Our ancestors didn't garden with chemicals; they just grew food; it was organic because it made sense and worked; they didn't know they were doing something that others later would find avant-garde. The focus of organic gardening is on the soil; if that is right, and carries naturally such a diversity and richness of life in one clump held in the hand, then growth of the plants will happen; if soil is not right, or if it takes chemicals and constant work because of them or if you are trying to grow things that are not native to your place, then you will be fighting and losing against Nature and using up more and more resources in the process. Sound like church too often? You bet.
Organic church focuses on soul preparation as gardening does soil preparation. Let the plant DNA then thrive and be sustainable. Church DNA is the mission, vision, value that creates the church, frames it, gives it shape and propels it forward.

Another of the organic church's heresies, not endemic to it but foundational: We must always be failing at something. This means we are always risking co-creating with God something new, but also means that we live spiritually in a state of humility, blessed imperfections, and know that no people no system is perfect (lord knows the best organic gardening must still suffer from drought flood illness of gardeners, etc.), that we are human, will break each others hearts.

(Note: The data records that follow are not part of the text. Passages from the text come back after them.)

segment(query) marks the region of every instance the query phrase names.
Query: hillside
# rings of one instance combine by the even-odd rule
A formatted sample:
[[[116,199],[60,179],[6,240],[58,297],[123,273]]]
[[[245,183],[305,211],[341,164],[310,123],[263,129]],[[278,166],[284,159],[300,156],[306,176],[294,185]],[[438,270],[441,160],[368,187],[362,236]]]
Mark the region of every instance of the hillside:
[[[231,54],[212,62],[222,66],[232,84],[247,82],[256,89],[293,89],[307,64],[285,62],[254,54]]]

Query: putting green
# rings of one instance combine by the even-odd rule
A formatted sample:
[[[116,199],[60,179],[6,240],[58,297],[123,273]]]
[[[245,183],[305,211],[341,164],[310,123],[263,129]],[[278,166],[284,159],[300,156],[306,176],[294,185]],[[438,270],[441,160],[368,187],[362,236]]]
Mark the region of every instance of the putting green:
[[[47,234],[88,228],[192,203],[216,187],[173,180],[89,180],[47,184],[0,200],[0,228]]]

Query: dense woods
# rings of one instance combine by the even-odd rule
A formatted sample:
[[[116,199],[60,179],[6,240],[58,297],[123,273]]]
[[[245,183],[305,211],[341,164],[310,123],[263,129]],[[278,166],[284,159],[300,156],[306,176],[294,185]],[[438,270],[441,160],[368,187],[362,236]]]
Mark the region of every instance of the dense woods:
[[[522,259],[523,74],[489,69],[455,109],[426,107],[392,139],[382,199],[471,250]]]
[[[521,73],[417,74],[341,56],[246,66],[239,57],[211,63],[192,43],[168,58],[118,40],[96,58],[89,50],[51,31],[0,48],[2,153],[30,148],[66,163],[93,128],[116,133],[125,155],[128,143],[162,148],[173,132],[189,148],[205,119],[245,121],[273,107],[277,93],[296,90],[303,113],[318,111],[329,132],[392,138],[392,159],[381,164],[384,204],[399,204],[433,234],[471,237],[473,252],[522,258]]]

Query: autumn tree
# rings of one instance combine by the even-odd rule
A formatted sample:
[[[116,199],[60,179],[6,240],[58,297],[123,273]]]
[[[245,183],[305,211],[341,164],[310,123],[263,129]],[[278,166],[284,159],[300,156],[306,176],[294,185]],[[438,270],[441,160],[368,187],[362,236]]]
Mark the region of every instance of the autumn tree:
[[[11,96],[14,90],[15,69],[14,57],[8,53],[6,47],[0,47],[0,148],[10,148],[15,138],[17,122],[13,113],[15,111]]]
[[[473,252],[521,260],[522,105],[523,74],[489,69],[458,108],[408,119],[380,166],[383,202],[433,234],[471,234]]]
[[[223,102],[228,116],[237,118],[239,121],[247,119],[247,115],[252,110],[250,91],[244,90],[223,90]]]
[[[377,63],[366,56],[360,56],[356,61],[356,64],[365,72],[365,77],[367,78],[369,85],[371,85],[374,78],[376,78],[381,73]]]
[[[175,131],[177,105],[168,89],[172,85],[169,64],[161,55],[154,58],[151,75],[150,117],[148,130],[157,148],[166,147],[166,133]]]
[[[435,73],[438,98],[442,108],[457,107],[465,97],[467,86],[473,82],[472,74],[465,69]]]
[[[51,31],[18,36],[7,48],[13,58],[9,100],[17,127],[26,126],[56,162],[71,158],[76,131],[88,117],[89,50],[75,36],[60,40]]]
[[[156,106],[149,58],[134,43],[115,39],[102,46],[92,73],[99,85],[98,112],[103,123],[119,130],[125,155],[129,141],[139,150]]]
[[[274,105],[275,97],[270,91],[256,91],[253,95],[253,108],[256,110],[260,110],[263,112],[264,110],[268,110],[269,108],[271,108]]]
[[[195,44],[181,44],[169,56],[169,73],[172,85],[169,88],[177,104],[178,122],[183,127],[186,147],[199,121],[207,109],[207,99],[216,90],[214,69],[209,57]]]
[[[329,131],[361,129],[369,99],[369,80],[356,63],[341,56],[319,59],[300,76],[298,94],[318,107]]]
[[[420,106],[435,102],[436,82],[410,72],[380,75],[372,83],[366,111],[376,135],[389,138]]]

In trying to explain organic or missional church expressions, I love Reggie McNeal's story of trying to explain it to someone who finally said, you mean when two Christians are tutoring some kid in math that that is a church? To which McNeil replied, no, I don't mean it is "a" church but that the church is present.

Worship is response to mission, not other way around.

People can be engaged in many different forms of church at the same time, and will be more and more I believe; be a part of a missional faith community but that also goes, together or apart, to be with big church dynamic worship events, and to multiple faith traditions. Transdenominational.

We also spent some time talking about how any church can begin down this road by focusing, as my posts on McNeil's book Missional Renaissance earlier this summer showed, on his three main shifts: internal to external; program to peope; church to kingdom or world. End.